How can researchers effectively map the conformational changes in PhoQ using NMR spectroscopy?

NMR spectroscopy has proven to be a powerful tool for mapping conformational changes in the PhoQ periplasmic domain. An effective methodological approach includes:

• Sample preparation: Express and purify isotopically labeled (15N, 13C) periplasmic domain of PhoQ for NMR analysis .

• Resonance assignment: Assign the backbone and side-chain resonances of the PhoQ periplasmic domain using standard triple-resonance experiments.

• pH titration experiments: Collect 1H-15N HSQC spectra at different pH values (e.g., pH 3.5 to pH 6.5) to identify pH-responsive regions .

• Analysis of chemical shift perturbations (CSPs): Calculate and analyze CSPs to identify residues that experience significant pH-dependent changes (typically using a threshold of > 0.08 ppm) .

• Analysis of resonance broadening: Identify resonances that broaden beyond detection as a function of pH, indicating intermediate-to-slow exchange and conformational dynamics .

• Mapping affected residues: Map the affected residues onto the three-dimensional structure of PhoQ to identify structurally important regions .

Using this approach, researchers have identified that a majority of pH-sensitive residues in PhoQ localize to α1, α2, α4, and α5 and proximal regions, including β5, β6, and β7 . Many of these pH-sensitive residues form an interconnected network spanning α4 and α5 and the α/β-core .

What are the challenges in crystallizing full-length PhoQ and alternative approaches to structural determination?

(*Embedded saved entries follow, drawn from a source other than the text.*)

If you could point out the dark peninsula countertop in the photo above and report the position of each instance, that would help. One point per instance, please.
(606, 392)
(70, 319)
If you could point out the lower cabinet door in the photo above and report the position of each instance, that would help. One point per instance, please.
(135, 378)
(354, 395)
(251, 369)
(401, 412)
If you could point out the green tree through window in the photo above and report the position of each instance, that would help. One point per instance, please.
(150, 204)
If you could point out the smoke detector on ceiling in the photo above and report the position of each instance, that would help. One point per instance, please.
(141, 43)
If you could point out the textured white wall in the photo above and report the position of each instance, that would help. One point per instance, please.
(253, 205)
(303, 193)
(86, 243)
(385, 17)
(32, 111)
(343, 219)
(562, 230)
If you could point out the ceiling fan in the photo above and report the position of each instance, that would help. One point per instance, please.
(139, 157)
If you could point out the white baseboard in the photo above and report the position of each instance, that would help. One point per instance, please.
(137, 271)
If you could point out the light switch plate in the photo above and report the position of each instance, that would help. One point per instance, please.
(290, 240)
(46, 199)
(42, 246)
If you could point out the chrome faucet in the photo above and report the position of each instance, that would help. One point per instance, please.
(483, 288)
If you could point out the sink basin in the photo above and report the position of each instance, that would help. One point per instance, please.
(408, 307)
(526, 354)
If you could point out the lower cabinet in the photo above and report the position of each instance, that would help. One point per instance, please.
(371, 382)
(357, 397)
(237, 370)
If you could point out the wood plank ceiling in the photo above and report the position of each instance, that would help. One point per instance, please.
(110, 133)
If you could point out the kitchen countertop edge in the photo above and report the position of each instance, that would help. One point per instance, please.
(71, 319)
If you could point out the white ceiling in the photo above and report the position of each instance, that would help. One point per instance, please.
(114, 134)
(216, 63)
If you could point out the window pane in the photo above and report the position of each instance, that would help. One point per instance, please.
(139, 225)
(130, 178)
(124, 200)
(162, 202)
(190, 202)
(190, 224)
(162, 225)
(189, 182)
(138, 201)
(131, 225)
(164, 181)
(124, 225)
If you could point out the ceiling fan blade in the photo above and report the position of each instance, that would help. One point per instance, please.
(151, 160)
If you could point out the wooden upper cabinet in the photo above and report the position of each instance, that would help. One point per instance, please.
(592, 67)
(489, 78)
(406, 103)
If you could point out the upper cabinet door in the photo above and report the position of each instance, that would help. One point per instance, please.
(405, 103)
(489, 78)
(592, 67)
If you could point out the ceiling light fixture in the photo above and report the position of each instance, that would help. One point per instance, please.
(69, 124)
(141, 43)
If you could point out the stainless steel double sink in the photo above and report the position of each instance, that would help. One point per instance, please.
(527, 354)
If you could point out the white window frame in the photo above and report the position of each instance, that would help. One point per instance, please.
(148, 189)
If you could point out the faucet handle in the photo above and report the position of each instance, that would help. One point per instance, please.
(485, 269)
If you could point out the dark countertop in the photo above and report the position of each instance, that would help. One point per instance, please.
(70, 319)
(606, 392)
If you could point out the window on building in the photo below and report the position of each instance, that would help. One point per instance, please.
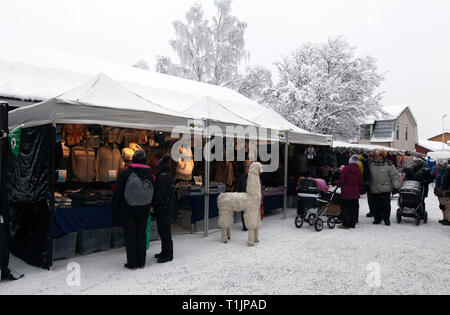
(365, 132)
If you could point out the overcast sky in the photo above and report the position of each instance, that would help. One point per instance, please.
(411, 38)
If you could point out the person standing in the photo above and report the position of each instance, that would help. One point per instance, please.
(241, 186)
(132, 200)
(442, 193)
(352, 184)
(165, 208)
(384, 179)
(445, 199)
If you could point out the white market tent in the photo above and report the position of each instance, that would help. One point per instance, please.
(439, 155)
(40, 74)
(103, 101)
(364, 147)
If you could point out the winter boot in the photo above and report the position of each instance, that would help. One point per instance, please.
(163, 260)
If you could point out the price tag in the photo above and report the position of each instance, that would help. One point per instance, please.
(62, 176)
(112, 176)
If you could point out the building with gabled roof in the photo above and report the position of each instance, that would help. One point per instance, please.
(397, 128)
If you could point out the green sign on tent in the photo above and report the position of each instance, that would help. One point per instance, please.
(14, 141)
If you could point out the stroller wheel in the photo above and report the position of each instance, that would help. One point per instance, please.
(318, 225)
(331, 222)
(399, 216)
(311, 219)
(418, 219)
(299, 222)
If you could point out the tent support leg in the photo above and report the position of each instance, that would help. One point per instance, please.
(286, 165)
(206, 181)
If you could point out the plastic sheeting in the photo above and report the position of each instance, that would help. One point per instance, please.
(29, 189)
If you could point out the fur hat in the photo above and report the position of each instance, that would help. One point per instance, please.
(443, 164)
(164, 163)
(354, 159)
(140, 157)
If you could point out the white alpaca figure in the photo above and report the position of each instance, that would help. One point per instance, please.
(249, 202)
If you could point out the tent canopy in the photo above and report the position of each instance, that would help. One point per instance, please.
(38, 73)
(365, 147)
(103, 101)
(209, 108)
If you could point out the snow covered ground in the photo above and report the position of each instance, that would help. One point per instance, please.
(412, 260)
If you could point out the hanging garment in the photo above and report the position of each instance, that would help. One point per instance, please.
(224, 173)
(185, 165)
(74, 134)
(108, 159)
(142, 137)
(83, 164)
(310, 153)
(111, 134)
(128, 136)
(65, 160)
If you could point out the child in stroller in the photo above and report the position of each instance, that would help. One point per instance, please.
(316, 202)
(411, 202)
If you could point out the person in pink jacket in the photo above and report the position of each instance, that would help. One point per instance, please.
(352, 184)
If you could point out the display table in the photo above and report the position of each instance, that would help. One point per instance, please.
(192, 197)
(71, 220)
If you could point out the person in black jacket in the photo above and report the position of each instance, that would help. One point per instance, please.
(165, 208)
(241, 186)
(133, 218)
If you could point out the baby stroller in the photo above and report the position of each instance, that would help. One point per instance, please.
(410, 202)
(316, 204)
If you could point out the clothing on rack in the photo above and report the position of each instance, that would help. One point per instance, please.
(74, 134)
(108, 159)
(225, 173)
(111, 134)
(185, 165)
(128, 136)
(83, 164)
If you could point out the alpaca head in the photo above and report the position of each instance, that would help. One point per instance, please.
(256, 169)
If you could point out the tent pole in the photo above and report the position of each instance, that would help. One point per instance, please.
(286, 165)
(206, 181)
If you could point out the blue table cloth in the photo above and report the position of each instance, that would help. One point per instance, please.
(71, 220)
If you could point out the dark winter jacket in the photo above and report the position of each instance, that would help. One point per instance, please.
(351, 182)
(120, 205)
(165, 200)
(422, 175)
(384, 177)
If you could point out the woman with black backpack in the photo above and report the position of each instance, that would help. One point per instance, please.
(165, 206)
(132, 200)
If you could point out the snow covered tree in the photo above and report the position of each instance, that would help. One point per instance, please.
(141, 64)
(209, 50)
(325, 88)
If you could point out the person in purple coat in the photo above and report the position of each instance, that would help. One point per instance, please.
(352, 184)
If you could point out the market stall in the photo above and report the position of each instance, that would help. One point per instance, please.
(72, 149)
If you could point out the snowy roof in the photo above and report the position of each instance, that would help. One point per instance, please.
(100, 100)
(365, 147)
(211, 109)
(40, 73)
(383, 131)
(433, 145)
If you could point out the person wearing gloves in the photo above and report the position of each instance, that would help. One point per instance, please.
(165, 208)
(384, 179)
(132, 200)
(352, 184)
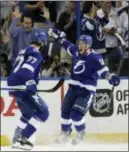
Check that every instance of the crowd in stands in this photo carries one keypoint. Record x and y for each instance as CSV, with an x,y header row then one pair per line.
x,y
19,18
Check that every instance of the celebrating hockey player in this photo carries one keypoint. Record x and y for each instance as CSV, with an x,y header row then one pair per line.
x,y
25,77
87,67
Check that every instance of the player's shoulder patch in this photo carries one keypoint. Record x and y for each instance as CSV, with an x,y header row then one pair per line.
x,y
98,58
89,25
101,61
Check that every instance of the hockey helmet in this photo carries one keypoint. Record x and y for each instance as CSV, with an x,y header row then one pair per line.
x,y
86,39
38,36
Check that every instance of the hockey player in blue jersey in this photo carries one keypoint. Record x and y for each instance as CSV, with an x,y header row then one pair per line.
x,y
25,76
87,67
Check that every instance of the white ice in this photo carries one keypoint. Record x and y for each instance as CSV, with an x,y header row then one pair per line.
x,y
82,147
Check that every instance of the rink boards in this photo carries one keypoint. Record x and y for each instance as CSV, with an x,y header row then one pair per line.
x,y
106,120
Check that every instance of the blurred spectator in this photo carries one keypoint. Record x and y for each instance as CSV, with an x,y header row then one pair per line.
x,y
112,45
91,26
51,67
3,65
61,7
39,13
20,34
67,21
52,7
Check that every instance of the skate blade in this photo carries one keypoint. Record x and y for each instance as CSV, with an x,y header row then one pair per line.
x,y
21,148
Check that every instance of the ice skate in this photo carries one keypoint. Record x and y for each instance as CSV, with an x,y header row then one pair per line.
x,y
79,138
16,134
22,143
64,138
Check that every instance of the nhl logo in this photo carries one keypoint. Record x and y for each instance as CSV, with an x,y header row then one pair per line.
x,y
102,104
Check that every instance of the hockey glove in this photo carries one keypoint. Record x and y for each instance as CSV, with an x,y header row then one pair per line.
x,y
31,86
114,80
57,34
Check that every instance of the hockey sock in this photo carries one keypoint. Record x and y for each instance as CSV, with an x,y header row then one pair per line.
x,y
31,128
22,124
78,120
66,122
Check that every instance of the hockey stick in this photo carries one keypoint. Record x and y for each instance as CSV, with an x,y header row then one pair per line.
x,y
122,59
55,88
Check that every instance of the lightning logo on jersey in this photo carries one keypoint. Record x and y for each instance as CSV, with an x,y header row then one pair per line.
x,y
79,67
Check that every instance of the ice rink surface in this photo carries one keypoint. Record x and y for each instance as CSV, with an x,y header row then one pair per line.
x,y
81,147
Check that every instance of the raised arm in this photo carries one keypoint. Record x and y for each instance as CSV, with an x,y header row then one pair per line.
x,y
71,48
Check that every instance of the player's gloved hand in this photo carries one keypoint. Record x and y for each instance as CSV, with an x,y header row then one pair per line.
x,y
31,86
114,80
57,34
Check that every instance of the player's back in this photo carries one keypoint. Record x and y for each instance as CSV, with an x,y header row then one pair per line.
x,y
86,70
26,67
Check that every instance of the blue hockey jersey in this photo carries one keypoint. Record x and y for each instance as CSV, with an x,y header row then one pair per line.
x,y
93,28
27,66
86,69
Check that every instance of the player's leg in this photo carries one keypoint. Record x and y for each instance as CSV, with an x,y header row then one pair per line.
x,y
39,110
40,114
23,121
78,112
66,122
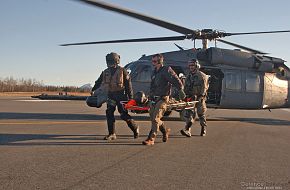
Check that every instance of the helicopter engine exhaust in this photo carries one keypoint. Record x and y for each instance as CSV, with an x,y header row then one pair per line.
x,y
239,58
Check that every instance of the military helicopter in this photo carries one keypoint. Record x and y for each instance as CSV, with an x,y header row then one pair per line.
x,y
247,79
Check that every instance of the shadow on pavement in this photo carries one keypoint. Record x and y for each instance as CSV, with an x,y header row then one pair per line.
x,y
60,116
260,121
54,139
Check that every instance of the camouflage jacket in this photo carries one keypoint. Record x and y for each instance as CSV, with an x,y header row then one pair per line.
x,y
162,80
196,84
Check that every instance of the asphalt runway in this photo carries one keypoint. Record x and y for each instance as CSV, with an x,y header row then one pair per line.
x,y
58,145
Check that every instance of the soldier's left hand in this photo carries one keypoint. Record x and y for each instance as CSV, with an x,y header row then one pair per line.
x,y
182,94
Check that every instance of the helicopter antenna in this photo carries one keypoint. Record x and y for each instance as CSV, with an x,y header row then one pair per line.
x,y
179,47
205,34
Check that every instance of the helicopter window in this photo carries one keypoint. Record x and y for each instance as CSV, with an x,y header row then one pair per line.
x,y
233,81
252,82
144,74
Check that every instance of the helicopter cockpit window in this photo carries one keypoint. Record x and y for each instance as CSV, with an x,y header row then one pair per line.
x,y
252,82
144,73
233,81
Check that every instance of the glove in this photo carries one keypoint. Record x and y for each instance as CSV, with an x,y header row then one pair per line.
x,y
182,94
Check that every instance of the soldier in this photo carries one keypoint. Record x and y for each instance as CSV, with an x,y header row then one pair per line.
x,y
161,81
118,82
196,85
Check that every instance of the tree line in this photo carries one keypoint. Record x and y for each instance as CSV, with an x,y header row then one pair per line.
x,y
9,84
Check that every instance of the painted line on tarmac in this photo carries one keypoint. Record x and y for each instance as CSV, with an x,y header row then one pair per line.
x,y
41,100
55,122
286,109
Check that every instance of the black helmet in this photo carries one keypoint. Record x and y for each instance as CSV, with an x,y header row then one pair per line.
x,y
112,59
140,98
194,62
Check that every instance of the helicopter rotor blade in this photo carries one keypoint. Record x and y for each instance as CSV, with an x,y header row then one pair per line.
x,y
139,16
263,32
157,39
242,47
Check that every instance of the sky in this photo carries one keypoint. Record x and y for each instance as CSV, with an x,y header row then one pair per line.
x,y
31,31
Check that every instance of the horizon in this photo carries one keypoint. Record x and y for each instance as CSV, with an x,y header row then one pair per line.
x,y
32,30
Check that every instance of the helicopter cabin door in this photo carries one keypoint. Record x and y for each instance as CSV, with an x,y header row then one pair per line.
x,y
242,90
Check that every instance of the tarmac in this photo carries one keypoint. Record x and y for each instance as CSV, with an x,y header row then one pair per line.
x,y
59,145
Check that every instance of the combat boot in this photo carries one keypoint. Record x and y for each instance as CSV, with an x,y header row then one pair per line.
x,y
134,127
187,131
150,139
110,137
165,132
112,132
203,131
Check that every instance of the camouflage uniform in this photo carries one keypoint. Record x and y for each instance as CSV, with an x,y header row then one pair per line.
x,y
196,85
160,89
119,87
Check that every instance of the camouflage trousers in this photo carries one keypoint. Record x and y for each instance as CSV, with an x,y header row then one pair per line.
x,y
156,113
190,115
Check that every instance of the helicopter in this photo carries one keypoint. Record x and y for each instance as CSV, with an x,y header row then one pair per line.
x,y
242,78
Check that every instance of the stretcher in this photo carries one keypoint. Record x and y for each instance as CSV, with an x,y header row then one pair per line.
x,y
173,104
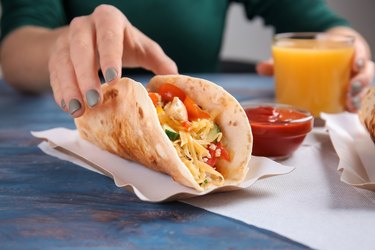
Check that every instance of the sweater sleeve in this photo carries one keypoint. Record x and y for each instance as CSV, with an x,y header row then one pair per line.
x,y
43,13
294,16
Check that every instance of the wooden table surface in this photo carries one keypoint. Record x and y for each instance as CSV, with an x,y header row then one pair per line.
x,y
48,203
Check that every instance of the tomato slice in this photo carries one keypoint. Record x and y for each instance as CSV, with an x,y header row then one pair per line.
x,y
224,152
169,91
194,111
212,161
154,98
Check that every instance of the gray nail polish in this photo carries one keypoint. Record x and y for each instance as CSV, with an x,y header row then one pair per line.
x,y
74,106
110,74
92,97
356,88
63,104
356,102
360,63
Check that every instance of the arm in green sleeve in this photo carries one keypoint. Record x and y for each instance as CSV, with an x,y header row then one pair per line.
x,y
294,16
42,13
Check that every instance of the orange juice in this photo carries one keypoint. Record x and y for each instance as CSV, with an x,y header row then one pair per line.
x,y
312,73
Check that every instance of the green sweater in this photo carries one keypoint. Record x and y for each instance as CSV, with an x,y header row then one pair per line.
x,y
189,31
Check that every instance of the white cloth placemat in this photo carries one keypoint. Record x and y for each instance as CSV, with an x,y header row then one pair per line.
x,y
310,205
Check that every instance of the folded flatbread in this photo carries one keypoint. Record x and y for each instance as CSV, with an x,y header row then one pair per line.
x,y
127,124
367,111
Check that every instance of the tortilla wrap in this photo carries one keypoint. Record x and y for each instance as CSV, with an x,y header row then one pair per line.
x,y
367,111
127,124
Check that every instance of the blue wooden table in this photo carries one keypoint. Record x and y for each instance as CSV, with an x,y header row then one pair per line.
x,y
47,203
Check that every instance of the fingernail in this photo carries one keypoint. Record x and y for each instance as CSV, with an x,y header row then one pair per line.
x,y
360,63
110,74
92,97
74,106
356,102
356,88
63,104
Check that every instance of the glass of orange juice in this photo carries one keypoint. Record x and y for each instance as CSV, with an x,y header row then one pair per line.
x,y
312,70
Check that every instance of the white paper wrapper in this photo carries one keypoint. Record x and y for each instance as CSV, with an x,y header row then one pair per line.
x,y
354,147
147,184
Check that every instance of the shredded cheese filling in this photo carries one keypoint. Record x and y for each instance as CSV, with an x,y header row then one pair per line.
x,y
191,147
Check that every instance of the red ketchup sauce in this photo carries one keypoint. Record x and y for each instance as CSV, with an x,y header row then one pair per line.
x,y
277,131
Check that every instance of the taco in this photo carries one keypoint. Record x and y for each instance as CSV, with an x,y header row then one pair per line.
x,y
188,128
367,111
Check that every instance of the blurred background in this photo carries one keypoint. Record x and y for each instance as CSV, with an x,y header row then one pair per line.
x,y
251,40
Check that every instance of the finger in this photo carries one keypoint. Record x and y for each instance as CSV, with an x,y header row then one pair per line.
x,y
146,53
109,26
65,80
83,58
360,56
265,68
59,99
358,86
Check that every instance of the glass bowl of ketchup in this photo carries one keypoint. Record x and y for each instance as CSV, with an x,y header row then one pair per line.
x,y
278,129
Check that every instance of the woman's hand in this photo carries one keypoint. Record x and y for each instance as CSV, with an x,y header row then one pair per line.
x,y
104,40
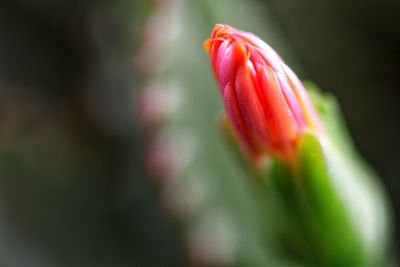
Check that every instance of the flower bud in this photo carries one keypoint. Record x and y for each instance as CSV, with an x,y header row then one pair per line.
x,y
265,102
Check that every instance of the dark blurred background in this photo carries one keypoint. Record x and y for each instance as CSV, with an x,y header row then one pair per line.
x,y
72,186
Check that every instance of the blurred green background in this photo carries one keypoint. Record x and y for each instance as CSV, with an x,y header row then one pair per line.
x,y
75,185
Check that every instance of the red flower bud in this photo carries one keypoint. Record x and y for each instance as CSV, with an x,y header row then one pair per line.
x,y
265,101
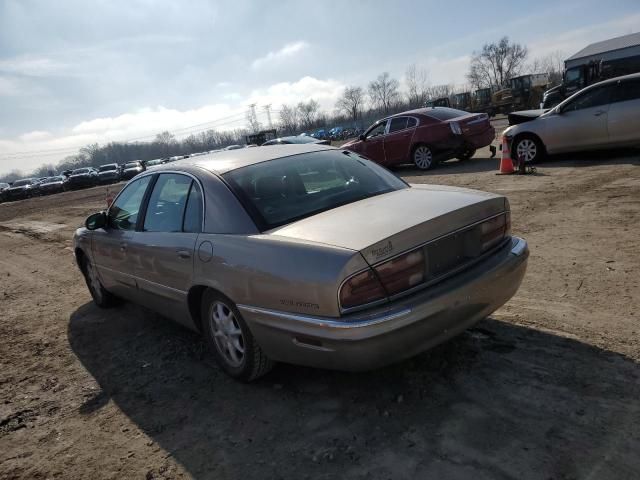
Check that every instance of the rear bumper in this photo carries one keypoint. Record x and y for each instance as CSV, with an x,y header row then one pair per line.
x,y
397,331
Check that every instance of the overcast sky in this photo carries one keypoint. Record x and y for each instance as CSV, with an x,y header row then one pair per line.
x,y
76,72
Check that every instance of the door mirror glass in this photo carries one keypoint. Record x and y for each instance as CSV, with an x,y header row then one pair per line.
x,y
95,221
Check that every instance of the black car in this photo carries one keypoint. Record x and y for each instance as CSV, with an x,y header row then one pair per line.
x,y
83,177
298,139
109,173
55,184
25,188
131,169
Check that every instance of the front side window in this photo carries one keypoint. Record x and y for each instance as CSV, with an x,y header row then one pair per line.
x,y
376,130
281,191
589,99
627,90
167,203
398,123
123,214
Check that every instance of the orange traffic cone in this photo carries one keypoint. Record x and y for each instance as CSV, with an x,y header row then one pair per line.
x,y
506,164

Crystallizing full-length membrane proteins like PhoQ presents several challenges:

• Membrane protein solubilization: Extraction from the membrane while maintaining native conformation is difficult.

• Protein stability: Membrane proteins often have limited stability outside their native environment.

• Conformational heterogeneity: Signal transduction proteins like PhoQ may exist in multiple conformational states.

• Crystal contacts: The hydrophobic transmembrane regions limit potential crystal contacts.

Alternative approaches to structural determination include:

• Domain-based approach: Determine structures of individual domains (periplasmic, transmembrane, cytoplasmic) separately, as demonstrated with the periplasmic domain .

• Cryo-electron microscopy: Increasingly powerful for membrane protein structures without crystallization.

• NMR spectroscopy: Particularly useful for studying dynamic regions and conformational changes in response to stimuli, as shown with pH titration of the periplasmic domain .

• Computational modeling: Two-state computational models can predict conformational changes within the periplasmic dimerization interface and acidic patch .

• Disulfide cross-linking: Strategic introduction of cysteine residues can trap specific conformational states, as demonstrated with the W104C-A128C variant .

• Hydrogen-deuterium exchange mass spectrometry: Can provide information about solvent accessibility and conformational dynamics.

By combining these approaches, researchers can build comprehensive structural models of PhoQ signal transduction despite the challenges of full-length protein crystallization.